Per rilanciare la produttività e l’occupazione, Milano punta sui giovani e lo sviluppo tecnologico ad alto livello, in diversi comparti industriali, ponendosi, ancora una volta, all’avanguardia nella sperimentazione, come traino alla rinascita nazionale con progetti innovativi che diano spazio al talento, alla creatività e alla ricerca.

Speed Mi Up (www.speedmiup.it) è il progetto varato da Università Bocconi, Camera di Commercio e Comune di Milano. Si tratta di un incubatore diviso in 4 spazi riqualificati messi a disposizione dal Comune, a cui avranno accesso per un massimo di 2 anni, 20 start up e 40 professionisti. Verranno proposti 2 bandi di concorso all’anno, per un totale di 10 start up e 20 professionisti.

Il primo è partito il 29 gennaio e si concluderà il 29 marzo. Possono partecipare imprenditori laureati che aprano una società o una ditta individuale entro 3 mesi, a Milano o provincia; imprese iscritte al Registro da meno di 18 mesi e che abbiano una prospettiva internazionale; lavoratori autonomi con partita iva, under 35, che si muovono nell’ambito della comunicazione o dei servizi alle imprese a Milano e provincia. I partecipanti al concorso possono essere di qualsiasi nazionalità. Requisito fondamentale: avere una buona idea.

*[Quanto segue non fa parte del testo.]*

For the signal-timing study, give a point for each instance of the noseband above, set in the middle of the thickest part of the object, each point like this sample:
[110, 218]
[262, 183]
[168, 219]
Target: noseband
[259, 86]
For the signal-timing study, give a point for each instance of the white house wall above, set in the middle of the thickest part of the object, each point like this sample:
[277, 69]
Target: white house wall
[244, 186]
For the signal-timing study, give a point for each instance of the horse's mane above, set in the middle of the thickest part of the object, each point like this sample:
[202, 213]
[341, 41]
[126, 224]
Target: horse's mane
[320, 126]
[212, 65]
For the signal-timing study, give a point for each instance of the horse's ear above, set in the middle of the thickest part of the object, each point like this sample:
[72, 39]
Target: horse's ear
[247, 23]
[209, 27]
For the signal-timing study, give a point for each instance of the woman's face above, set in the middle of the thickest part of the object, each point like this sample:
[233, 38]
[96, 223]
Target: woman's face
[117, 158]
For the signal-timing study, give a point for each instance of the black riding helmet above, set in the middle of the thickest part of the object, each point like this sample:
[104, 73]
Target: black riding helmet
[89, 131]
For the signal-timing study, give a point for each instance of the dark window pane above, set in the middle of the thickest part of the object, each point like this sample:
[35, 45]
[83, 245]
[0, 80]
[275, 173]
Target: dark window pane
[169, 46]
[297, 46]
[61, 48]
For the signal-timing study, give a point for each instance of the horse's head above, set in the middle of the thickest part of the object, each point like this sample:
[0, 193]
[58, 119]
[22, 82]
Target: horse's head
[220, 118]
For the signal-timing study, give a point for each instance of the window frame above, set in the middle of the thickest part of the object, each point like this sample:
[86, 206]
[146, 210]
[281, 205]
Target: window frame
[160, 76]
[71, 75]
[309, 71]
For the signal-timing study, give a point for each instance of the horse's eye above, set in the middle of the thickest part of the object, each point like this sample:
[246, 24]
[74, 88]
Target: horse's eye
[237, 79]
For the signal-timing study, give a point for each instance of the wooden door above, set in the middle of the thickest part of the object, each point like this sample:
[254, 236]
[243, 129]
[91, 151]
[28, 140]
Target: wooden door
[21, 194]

Ai candidati selezionati, verrà offerta una formazione su misura, un advisory board con esperti del settore, sistema ERP, segreteria virtuale, supporto per finanziamenti agevolati, servizi di ricerca scientifica, di innovazione e internazionalizzazione, supporto allo sviluppo da parte dei centri di ricerca Bocconi. L’intento è quello di consentire “alle nuove imprese di svilupparsi, crescere e creare occupazione”, come dichiara Bruno Pavesi, consigliere delegato della prestigiosa università meneghina. In questo modo Milano punta sulle capacità creative e innovative di fare impresa.

Non c’è innovazione senza tecnologia. E la Lombardia, con 32.754 aziende high tech, il 21,8% del totale nazionale, si guadagna il primo posto, in Italia. Sono 84, infatti, le tipologie tecnologiche che avranno un forte sviluppo nei prossimi 5 anni, in 8 settori industriali diversi, atte a migliorare la competitività. Milano guida la classifica con una concentrazione di aziende pari al 49,2%, seguono Brescia, 11% e Bergamo, 8,8%. Il comparto più gettonato è quello dei prodotti chimici, 32,7%; architettura e ingegneria, 22,3%; informatica, 21,9%; telecomunicazioni, 18,2%; commercio online, 15,4%.

Con tutto questo profluvio di percentuali, idee, incubatori e incentivi, ce la farà l’Italia o, almeno, una parte di essa, a ripartire? O resteranno belle proposte al vento come i palloncini gialli fatti volare, per protesta, da Rete Imprese?